Secondly, we should consider our influence. Are we exercising our gifts for the Kingdom of God and the growth of His Church or are we selfishly using them for personal interest only? We all have a gift that influences somehow, and in one way or another. A person’s gift can be used to promote self or God’s Kingdom. Spiritual gifts are not aside from our natural gifts God assigned us. They are the same. For example, the naturally gifted salesperson is the same person that can easily engage people in conversation toward spiritual things. The talented musician can lead people in meaningful worship or selfishly entertain a large audience with his/her talent. The brevity of life is usually the unrecognized, underlying motivator in the choice for self or God. Either it is “Life is short I must do more for God.” or “Life is short I must do more for me.” Along with legitimate uses of our natural talent, the brevity of life must propel us to think and act more for the Kingdom of God.
Thirdly, let us measure our treatment of folks around us. Are we treating others as God would have us? Luke 12:25 tells of the servant, who because time was extended to him, began beating his menservants. A constant awareness of the brevity of life helps us treat humanity around us with kindness. The story is told of an old Bishop on his death bed. Being suddenly confronted with death he began calling people to his bedside, apologizing and asking forgiveness for his harshness and severity in administration. While it is precious that a man can find forgiveness in such a late hour, would it not have served a much greater purpose of holiness to have spared all those folks from hurt by living with the brevity of life in mind at all times? It is God’s will that we treat every human being with kindness.
Lastly, let us consider the transitioning of responsibilities before our passing. For fathers and mothers with young children, it is essential that we consider death in order to put into place such things as wills, living wills, etc.
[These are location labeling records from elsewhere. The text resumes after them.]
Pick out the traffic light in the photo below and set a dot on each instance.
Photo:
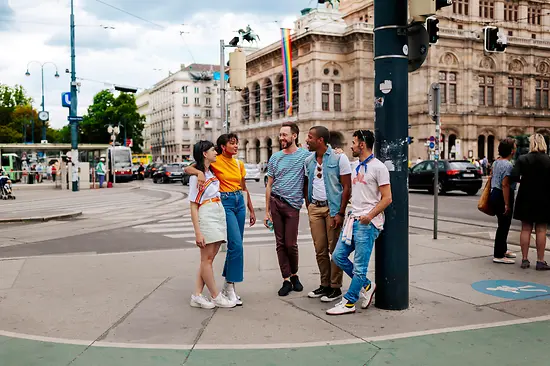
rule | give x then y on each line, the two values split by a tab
433	29
494	40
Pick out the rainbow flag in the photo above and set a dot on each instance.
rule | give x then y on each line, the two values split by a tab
286	48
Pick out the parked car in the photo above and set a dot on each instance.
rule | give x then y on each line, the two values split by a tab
168	173
252	172
454	175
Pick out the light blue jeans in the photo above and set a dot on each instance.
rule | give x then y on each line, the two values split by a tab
362	243
235	214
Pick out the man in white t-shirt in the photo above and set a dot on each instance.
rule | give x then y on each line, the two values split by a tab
371	195
327	190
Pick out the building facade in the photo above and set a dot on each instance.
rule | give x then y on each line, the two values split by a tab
485	97
183	108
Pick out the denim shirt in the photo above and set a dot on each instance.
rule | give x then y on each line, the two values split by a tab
331	178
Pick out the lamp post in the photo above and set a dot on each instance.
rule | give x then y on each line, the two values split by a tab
42	64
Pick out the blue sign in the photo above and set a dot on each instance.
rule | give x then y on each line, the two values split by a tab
514	290
66	100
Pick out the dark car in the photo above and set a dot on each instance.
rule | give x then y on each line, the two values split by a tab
168	173
454	175
151	169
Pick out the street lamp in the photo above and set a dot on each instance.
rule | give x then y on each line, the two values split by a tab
44	117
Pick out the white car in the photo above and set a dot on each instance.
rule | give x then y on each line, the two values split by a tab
252	172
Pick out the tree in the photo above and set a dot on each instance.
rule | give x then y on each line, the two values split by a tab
107	109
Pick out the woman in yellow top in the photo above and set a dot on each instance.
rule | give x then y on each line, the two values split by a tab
231	174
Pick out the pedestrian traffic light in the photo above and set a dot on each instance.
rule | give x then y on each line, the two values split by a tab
433	29
494	40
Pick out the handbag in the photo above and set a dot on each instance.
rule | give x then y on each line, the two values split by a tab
484	205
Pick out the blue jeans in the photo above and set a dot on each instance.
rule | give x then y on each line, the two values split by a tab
235	213
362	242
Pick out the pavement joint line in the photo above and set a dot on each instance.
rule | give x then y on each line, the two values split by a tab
382	338
119	321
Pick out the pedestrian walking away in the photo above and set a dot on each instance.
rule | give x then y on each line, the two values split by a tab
327	190
231	175
532	170
370	196
284	198
502	200
208	216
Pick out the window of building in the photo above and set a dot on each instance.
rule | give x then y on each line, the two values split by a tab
515	92
542	92
486	91
325	97
487	9
511	11
534	15
447	81
461	7
337	98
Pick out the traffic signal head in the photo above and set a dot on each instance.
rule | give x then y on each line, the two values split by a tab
433	29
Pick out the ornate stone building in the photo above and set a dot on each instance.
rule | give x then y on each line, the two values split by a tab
485	97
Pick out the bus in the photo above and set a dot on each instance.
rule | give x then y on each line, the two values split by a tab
122	156
144	159
11	164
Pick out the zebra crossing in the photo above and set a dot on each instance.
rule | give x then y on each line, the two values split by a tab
181	228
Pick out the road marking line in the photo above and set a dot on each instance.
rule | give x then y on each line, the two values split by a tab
275	345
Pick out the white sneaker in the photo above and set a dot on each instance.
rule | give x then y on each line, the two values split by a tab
343	307
229	292
201	302
222	301
367	294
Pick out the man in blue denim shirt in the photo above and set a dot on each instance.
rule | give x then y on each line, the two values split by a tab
371	195
327	190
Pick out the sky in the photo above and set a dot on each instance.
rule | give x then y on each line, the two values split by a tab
114	47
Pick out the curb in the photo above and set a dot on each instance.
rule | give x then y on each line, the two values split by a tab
42	219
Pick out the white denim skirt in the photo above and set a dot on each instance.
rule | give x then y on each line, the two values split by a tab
212	222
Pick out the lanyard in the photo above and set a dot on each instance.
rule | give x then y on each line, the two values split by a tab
364	163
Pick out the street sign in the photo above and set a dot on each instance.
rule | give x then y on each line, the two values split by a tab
66	100
515	290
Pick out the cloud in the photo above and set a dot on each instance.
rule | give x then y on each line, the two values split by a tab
135	53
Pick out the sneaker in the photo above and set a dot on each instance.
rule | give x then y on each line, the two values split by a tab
321	291
296	284
229	292
285	290
504	260
334	294
343	307
367	294
201	302
222	301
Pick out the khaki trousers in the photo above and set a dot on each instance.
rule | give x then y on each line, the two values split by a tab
325	239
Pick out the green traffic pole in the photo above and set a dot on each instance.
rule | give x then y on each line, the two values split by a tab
391	131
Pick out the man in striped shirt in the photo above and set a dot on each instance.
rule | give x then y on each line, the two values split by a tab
283	200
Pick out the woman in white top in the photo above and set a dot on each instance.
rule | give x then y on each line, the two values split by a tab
208	216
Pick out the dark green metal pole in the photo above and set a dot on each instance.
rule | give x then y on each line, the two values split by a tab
391	130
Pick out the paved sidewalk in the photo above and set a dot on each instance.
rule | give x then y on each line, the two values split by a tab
132	309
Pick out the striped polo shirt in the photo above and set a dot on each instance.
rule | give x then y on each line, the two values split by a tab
287	171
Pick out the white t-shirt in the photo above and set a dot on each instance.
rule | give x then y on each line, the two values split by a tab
211	188
365	189
319	191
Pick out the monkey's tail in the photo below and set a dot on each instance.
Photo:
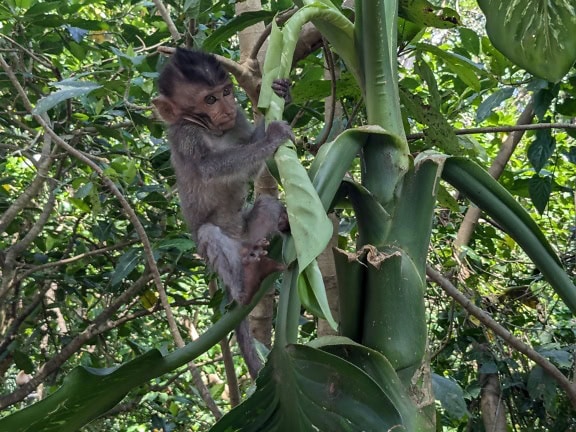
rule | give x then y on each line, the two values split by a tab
247	348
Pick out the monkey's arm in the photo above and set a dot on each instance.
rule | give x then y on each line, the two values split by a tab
244	159
281	87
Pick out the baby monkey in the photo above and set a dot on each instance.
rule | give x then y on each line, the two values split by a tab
215	153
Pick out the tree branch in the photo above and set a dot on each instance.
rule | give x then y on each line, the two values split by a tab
512	341
163	11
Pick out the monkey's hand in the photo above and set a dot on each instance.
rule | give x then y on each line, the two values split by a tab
281	87
256	266
279	132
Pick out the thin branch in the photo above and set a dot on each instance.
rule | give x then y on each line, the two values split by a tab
496	129
512	341
331	69
73	259
138	227
163	11
498	164
100	324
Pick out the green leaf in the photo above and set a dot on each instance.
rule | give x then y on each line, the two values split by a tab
541	149
490	196
381	371
493	101
127	262
536	35
464	68
68	89
424	13
305	389
540	189
450	395
85	394
313	294
236	24
309	226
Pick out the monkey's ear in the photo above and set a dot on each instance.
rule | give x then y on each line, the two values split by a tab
166	108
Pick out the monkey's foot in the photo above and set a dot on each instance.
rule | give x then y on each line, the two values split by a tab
283	223
256	266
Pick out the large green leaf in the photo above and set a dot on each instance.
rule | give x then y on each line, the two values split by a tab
497	202
85	394
537	35
310	227
68	89
232	27
305	389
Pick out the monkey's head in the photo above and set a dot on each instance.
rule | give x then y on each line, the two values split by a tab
195	87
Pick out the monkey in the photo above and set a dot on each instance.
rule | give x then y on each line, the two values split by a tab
215	153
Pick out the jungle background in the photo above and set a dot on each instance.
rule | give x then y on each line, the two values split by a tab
77	288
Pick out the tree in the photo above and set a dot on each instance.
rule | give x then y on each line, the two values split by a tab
376	376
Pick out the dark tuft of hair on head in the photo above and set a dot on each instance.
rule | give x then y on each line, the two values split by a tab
193	67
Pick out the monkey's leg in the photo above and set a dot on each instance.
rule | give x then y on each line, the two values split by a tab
247	348
223	254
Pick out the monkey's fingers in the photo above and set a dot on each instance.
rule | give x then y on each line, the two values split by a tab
254	274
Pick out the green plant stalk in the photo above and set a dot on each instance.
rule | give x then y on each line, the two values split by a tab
375	33
497	202
288	316
384	161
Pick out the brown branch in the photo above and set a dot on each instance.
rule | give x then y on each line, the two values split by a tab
73	259
163	11
500	331
138	227
497	129
100	324
506	150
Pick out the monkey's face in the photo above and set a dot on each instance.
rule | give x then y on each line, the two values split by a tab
213	108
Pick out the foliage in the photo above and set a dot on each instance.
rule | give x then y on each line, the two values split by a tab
76	281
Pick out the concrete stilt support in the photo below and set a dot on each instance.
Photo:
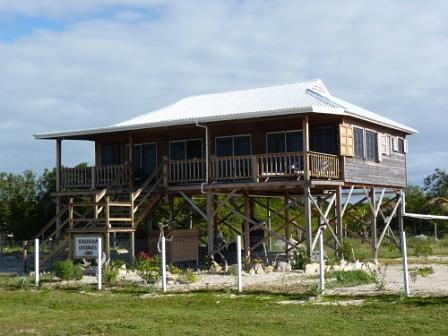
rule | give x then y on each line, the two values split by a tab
308	220
246	224
287	229
373	227
58	183
400	212
339	217
210	224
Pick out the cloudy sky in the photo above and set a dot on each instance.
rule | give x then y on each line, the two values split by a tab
83	63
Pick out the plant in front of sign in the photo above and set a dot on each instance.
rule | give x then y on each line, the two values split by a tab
111	271
66	270
148	268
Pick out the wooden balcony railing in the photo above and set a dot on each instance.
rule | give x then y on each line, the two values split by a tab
95	177
187	171
324	165
280	165
231	168
260	167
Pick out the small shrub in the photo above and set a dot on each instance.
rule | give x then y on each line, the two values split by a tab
174	269
300	258
351	278
187	277
346	249
78	272
110	274
66	270
423	248
148	269
422	271
314	290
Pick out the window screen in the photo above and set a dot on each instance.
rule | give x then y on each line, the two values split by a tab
359	142
371	146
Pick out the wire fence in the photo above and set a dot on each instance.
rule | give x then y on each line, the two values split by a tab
272	269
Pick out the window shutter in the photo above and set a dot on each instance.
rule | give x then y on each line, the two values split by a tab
406	146
395	144
381	138
384	144
346	140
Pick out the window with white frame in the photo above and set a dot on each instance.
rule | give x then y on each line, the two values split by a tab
371	146
233	145
285	141
358	135
186	149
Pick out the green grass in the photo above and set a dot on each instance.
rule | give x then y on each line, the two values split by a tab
350	278
44	312
387	250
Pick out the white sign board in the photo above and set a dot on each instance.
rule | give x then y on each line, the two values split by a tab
86	246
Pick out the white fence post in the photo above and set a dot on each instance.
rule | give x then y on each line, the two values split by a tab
239	279
404	254
321	262
163	265
100	263
36	262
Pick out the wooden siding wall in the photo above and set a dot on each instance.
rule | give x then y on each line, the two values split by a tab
390	171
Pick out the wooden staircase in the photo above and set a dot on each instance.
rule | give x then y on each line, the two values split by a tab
100	212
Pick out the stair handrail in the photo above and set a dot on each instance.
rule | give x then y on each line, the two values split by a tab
148	181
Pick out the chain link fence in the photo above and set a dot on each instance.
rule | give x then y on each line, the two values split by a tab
271	268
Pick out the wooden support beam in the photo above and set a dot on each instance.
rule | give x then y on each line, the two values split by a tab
246	233
58	184
308	220
286	214
373	224
210	224
306	146
339	215
130	160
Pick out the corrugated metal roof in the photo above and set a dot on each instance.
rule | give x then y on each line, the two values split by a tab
311	96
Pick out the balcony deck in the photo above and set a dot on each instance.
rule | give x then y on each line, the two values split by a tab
224	171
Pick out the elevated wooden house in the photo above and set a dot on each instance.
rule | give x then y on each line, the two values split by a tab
295	141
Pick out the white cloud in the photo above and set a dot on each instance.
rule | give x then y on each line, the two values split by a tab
386	56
Not only will this ease the decisions others would need to make but also helps ensure your children would be cared for by people that you have approved of on a spiritual level. Church leaders should prepare early for the passing on of the mantle. They should seek the welfare and stability of the Church by providing sufficient, competent and younger ordained men. Numbers 8:23-26 is a directive of God to Moses concerning spiritual leadership. The regular and heavy work was to be performed by the 25–50-year-old Levites. The Levites 50 years and older were to be general directors, counselors, and ensuring that no unclean person or thing entered the tabernacle. Our awareness of the brevity of life should prompt us to provide as much as is humanly possible for all those who follow.
The brevity of life is not just about life ending. It is about meeting God. The God who is our Maker and Creator has expectations for each of us by which we will be judged.